Last week, the HDP applied for Demirtas to be released before next month's snap election, saying his detention jeopardised voter freedom.

Turkey's High Electoral Board has approved his candidacy and Demirtas is running his presidential campaign from behind bars.

"We condemn this lawless decision which prevents an equal and fair election. Every day that Demirtas, the candidate of millions, is not with his voters will cast a shadow on the June 24 elections and put into question its legitimacy," the HDP said on Twitter.

A former human rights lawyer, Demirtas is one of Turkey's best-known politicians, winning votes beyond his core Kurdish constituency in 2015 elections. Prosecutors charge that he and hundreds of other detained HDP members are tied to the militant Kurdistan Workers Party (PKK). The HDP denies the charge.

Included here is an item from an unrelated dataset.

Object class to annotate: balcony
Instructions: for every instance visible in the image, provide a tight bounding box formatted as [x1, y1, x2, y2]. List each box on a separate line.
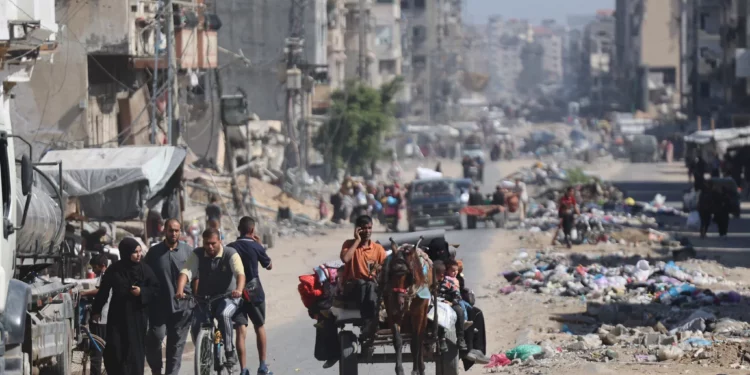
[0, 0, 58, 67]
[129, 2, 221, 69]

The HDP commands only about 10 to 12 percent support, but Demirtas is still likely to draw significant backing in a first- round presidential vote against President Tayyip Erdogan and other candidates, while also boosting the prospects of his party entering parliament.

Erdogan last month called snap parliamentary and presidential elections for June 24, more than a year early, to switch to a powerful executive presidency narrowly approved in a referendum last year and championed by the president.

On Monday, parties entering parliamentary elections submitted their lists of potential lawmakers. Under the new system, ministers cannot be lawmakers, meaning names on the lists will only enter a cabinet if they resign their parliamentary posts.

While Erdogan's ruling AK Party has nominated almost all incumbent ministers as lawmakers, Turkey's top economy team, including Deputy Prime Minister Mehmet Simsek, Finance Minister Naci Agbal and Economy Minister Nihat Zeybekci, have been left off the list.

The HDP nominated Ahmet Sik, a prominent journalist and author who was sentenced to 7 1/2 years in prison over terrorism charges last month, and Baris Atay, an actor and outspoken critic of Erdogan's policies.